Top 5 security threats in healthcare
The increase of mobile devices, embedded devices, virtualization software, social media and the consumerization of IT are the top five security threats for healthcare organizations today, says one expert.
Frank Andrus, chief technology officer at Bradford Networks, a security solutions provider based in Concord, N.H., shared with Healthcare IT News what he believes healthcare organizations should consider their top risks – and his recommendations for minimizing them.
1. So Many Mobile Devices, So Much Risk
Mobile devices are ubiquitous in today's society, and the number and types of devices used by physicians, nurses, clinicians, specialists, administrators and staff – as well as patients and visitors – is growing at healthcare organizations across the country. Providing anywhere/anytime network access is essential, particularly when instant communication is required to ensure quality patient care. But these devices are launched daily with upgraded versions of operating systems that are ripe for infection.

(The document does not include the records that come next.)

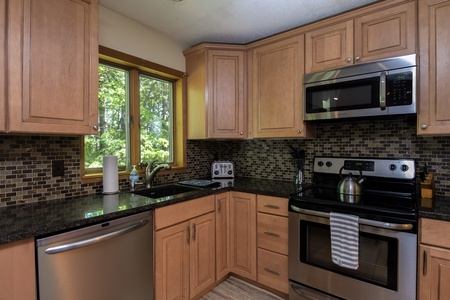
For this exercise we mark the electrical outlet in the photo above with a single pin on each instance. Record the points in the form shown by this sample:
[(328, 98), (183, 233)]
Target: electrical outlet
[(57, 168)]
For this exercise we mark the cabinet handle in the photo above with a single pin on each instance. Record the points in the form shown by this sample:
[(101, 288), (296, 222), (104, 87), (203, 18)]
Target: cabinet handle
[(383, 91), (189, 234), (272, 271), (271, 206), (424, 270), (272, 233)]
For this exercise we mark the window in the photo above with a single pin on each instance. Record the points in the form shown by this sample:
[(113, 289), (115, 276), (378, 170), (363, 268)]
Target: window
[(139, 108)]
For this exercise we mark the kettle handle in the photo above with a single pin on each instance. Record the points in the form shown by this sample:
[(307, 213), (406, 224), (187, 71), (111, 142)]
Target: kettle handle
[(360, 173)]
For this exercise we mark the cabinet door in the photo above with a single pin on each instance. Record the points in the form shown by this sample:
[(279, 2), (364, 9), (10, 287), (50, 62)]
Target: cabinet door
[(172, 262), (329, 47), (226, 111), (202, 254), (243, 234), (17, 272), (434, 273), (387, 33), (2, 66), (277, 90), (222, 235), (434, 45), (52, 66)]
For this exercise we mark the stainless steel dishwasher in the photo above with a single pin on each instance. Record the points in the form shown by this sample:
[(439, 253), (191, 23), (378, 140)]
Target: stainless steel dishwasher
[(108, 261)]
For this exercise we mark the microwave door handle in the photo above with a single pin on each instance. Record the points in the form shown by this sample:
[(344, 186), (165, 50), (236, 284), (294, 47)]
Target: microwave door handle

[See also: Kroll names top 10 data security issues for 2011]
Recommendation: Use network access control (NAC) solutions, which offer the ability to identify each type of user and connected device, scan the device for threats – including out-of-date anti-virus or anti-spyware protection – then provide access based on the device and the user's role within the network. The NAC solutions can also provide a view of network security status across all brands of equipment and devices so nothing falls through the cracks. Such a view is crucial in health care organizations, whose networks are often comprised of infrastructure from multiple vendors.
2. Embedded Devices Become the Norm
As tablets and mobile devices with wide-area network and Wi-Fi capabilities – including medication scanners, patient-monitoring systems and imaging devices – become more common, embedded connectivity makes tracking, monitoring and managing enterprise productivity easier while helping reduce errors. However, embedded connectivity also puts a strain on bandwidth and exposes the network to viruses brought in by a host of new connected devices that are different from traditional PCs.
Recommendation: Incorporate a security solution that will protect the integrity of critical (and often private) data and close any vulnerability gaps in the network.